Hacker News new | ask | show | jobs
What Is the Point of Docker?
8 points by wandering-human 2706 days ago
So I am reading about Docker because I have seen quite few articles about but never really investigated it till now. However, I don't get the point? It seems like the main benefit is it makes sure all your dependencies are contained in a single unit.

However, if that was a concern I could just statically compile my code and any dependencies in a single binary. If that's a concern why use shared libraries and introduce this additionally layer?

4 comments

Containers provide atomic deploys. Packaged as a single container an application with all its dependencies is either entirely installed as instructed or not installed at all. Deploys don't require building. No compiles. No downloading dependencies. With containers, there are no partial installations (or intermediate states). That's the big deal about containers (imagine an application on 1000's of networked servers big enough that hardware/software/network failures are the norm).

So containers are a way of packaging applications. The big deal about Docker is that it focuses on tooling the individual software developer experience rather than industrial scale sys-ops in data centers. Docker allows developers to test there software in stable environments, more easily. Containers don't get automatic upgrades. They don't vary between my laptop and your laptop. Or more commonly between my laptop today and my laptop tomorrow even though I ran `apt upgrade` (or more importantly, Windows installed updates since Docker even runs on Windows).

You can do that would with a single static binary though. At the point it either runs or does not on the system.

How is that problem? Unless I need it to work with an old version. I would want anything I write to work with the latest version of a library, os ect... If it breaks while I am writing it that means I am likely doing something wrong or found a bug in underlying dependency or system.

-edit- I do suppose people develop software with languages that can't be compiled. Although, I see GO developers mention docker.

It’s a container, which has its own networking and process containment. (You can list the processes running and you will only see your own process running in the container.) You get to build and configure your container using the command line. And contain those steps as a definition file is reproducibility and “infrastructure as code” is handled.

And these containers can run on a bare metal Linux box, so unlike VMs Docker removes abstractions and overhead.

Docker simplifies software development and deployment so you don’t need a lot of additional configuration tools for infrastructure as code.

Docker containers, like shipping containers is about reaping the benefits of standardization. Yes, you can statically compile a binary, but with a containerized app, you have a standardized deployment unit for any technology not just those that compile to a single binary. Also you have the flexibility to deploy and configure a mix of containers on a pool of hardware all with central control and management of infrastructure its supporting services.
Shared libraries are just one part of it.
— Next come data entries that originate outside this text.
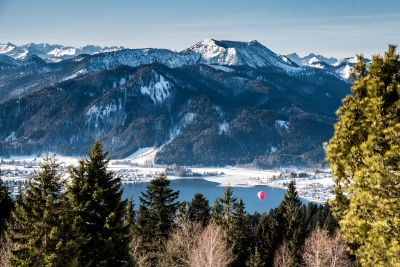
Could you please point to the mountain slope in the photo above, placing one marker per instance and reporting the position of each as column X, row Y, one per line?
column 250, row 53
column 216, row 103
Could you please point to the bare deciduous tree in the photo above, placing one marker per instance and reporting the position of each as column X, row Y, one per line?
column 211, row 249
column 282, row 256
column 315, row 250
column 3, row 253
column 338, row 254
column 320, row 250
column 180, row 244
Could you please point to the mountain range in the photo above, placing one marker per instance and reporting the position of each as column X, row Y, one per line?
column 215, row 103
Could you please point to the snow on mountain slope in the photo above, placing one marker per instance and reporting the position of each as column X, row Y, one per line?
column 137, row 57
column 305, row 61
column 9, row 60
column 250, row 53
column 50, row 53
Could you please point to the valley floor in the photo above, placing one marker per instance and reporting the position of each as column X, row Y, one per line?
column 312, row 184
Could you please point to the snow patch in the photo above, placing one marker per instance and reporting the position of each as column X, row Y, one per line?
column 223, row 127
column 280, row 123
column 11, row 137
column 157, row 91
column 189, row 117
column 225, row 69
column 218, row 109
column 72, row 76
column 122, row 81
column 140, row 152
column 344, row 71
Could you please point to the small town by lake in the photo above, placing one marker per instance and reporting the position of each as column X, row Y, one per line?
column 188, row 187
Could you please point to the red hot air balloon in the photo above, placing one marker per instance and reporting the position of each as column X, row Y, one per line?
column 261, row 195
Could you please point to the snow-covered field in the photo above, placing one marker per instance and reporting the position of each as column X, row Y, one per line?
column 314, row 185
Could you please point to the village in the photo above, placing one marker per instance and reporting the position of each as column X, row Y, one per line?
column 312, row 184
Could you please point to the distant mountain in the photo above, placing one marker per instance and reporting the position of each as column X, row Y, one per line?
column 250, row 53
column 50, row 53
column 215, row 103
column 342, row 68
column 305, row 61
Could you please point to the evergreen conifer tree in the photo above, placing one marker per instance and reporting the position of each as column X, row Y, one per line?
column 230, row 215
column 291, row 223
column 365, row 161
column 199, row 209
column 255, row 259
column 39, row 229
column 99, row 212
column 157, row 211
column 240, row 234
column 267, row 238
column 6, row 204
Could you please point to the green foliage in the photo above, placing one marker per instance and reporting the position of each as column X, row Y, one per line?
column 39, row 229
column 6, row 204
column 229, row 213
column 98, row 212
column 365, row 161
column 255, row 259
column 157, row 210
column 289, row 223
column 199, row 209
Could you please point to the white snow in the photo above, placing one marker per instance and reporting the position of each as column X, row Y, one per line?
column 158, row 91
column 225, row 69
column 281, row 123
column 344, row 71
column 11, row 137
column 223, row 127
column 74, row 75
column 5, row 48
column 140, row 152
column 189, row 117
column 59, row 52
column 218, row 109
column 122, row 81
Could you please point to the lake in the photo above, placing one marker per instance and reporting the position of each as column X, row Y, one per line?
column 188, row 187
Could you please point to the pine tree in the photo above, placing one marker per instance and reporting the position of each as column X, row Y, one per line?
column 99, row 212
column 291, row 223
column 365, row 161
column 157, row 211
column 255, row 259
column 38, row 231
column 267, row 238
column 6, row 204
column 240, row 234
column 230, row 215
column 199, row 209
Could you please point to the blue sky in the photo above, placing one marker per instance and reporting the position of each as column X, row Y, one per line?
column 338, row 28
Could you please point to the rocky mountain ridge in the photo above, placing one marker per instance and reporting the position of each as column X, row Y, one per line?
column 216, row 103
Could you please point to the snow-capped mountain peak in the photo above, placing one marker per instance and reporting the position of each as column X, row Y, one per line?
column 250, row 53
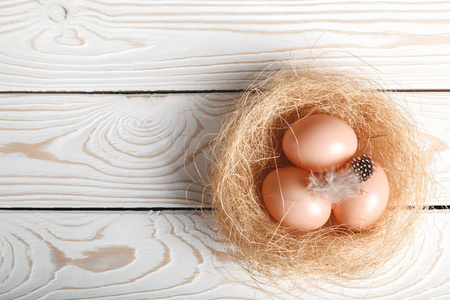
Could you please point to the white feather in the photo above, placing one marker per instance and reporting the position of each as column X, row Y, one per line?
column 335, row 186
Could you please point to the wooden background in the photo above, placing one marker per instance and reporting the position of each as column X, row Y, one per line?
column 106, row 108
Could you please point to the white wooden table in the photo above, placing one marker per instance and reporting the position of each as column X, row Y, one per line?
column 103, row 103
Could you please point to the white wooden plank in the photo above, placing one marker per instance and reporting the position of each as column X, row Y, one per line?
column 59, row 150
column 105, row 150
column 91, row 45
column 175, row 255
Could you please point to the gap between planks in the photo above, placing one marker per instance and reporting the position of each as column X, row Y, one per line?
column 144, row 209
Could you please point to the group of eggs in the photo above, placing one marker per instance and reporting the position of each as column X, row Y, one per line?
column 320, row 143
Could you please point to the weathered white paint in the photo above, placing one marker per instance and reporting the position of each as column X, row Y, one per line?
column 175, row 255
column 62, row 150
column 90, row 45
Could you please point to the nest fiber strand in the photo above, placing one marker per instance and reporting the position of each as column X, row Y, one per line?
column 249, row 147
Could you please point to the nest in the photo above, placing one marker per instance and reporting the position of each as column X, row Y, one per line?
column 249, row 147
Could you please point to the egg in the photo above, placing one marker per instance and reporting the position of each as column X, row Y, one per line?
column 289, row 202
column 365, row 209
column 319, row 142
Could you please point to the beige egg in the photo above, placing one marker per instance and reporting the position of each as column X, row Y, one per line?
column 366, row 208
column 289, row 202
column 319, row 142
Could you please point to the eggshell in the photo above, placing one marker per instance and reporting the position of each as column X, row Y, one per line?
column 366, row 208
column 289, row 202
column 319, row 142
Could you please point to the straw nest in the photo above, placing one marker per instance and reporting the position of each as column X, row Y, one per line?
column 249, row 147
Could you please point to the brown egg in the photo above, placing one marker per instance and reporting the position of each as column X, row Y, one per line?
column 366, row 208
column 287, row 200
column 319, row 142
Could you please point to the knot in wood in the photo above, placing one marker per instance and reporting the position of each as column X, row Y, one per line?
column 57, row 13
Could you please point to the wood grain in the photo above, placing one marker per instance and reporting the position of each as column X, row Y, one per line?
column 94, row 45
column 59, row 150
column 175, row 255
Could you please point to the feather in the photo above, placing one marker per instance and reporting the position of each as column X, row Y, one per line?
column 335, row 186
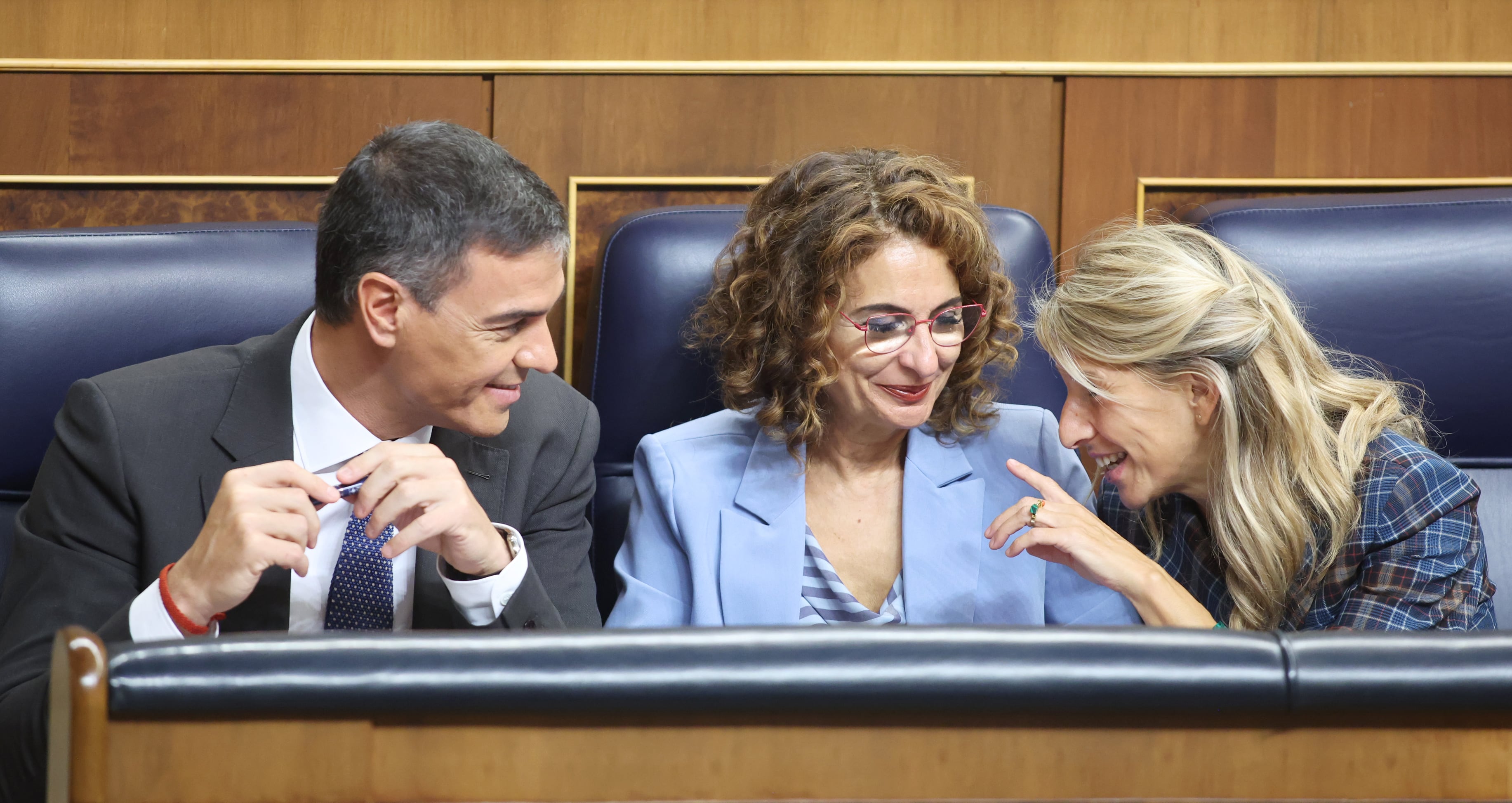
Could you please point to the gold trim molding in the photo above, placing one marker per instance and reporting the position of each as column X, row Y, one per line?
column 1145, row 184
column 758, row 67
Containers also have their own filesystem for handling things like configuration files, data files, helper binaries, etc. Being self-contained, you don't need to worry about namespace conflicts running multiple of these at the same time on the same machine. If you were doing processes, you'd have to specify different command lines, different paths, etc. With docker, you run multiple containers. Same for network ports - containers are on their own isolated network port space and network bridge.
Okay that make sense if you run multiple of a program on a single machine. Although, If I knew that was use case I could ensure any program I right would not conflict with its self.

Is it mainly used for existing applications? I am not sure what the benefits of isolation like this would be?

Well you also can't be sure that they aren't running some other program that is conflicting with you - for example a lot of servers run on port 8080, or 8000, or 5555.

You can also just code in your sane default config and not have to worry about that.

Also let's say you're running two different applications, and they use conflicting versions of some library or binary (like python versions). Docker is like one step of virtualization above virtualenvs, but below virtual machines (since you're sharing the same kernel).

The benefits are subtle, but there's quite a few. For example, it allows for applications to easily move from one machine to another without complex deployments. This is exactly how kubernetes works - with containers. Otherwise you'd need something like puppet or ansible to do the installs before you move apps around, and clean up after themselves.

The other thing is cleaning things up - you just delete the container, you don't have to worry about uninstalling dependencies or cleaning up after yourself. You're just isolated. But the isolation is lighter than a virtual machine, allowing you to pack more containers than VMs on a host.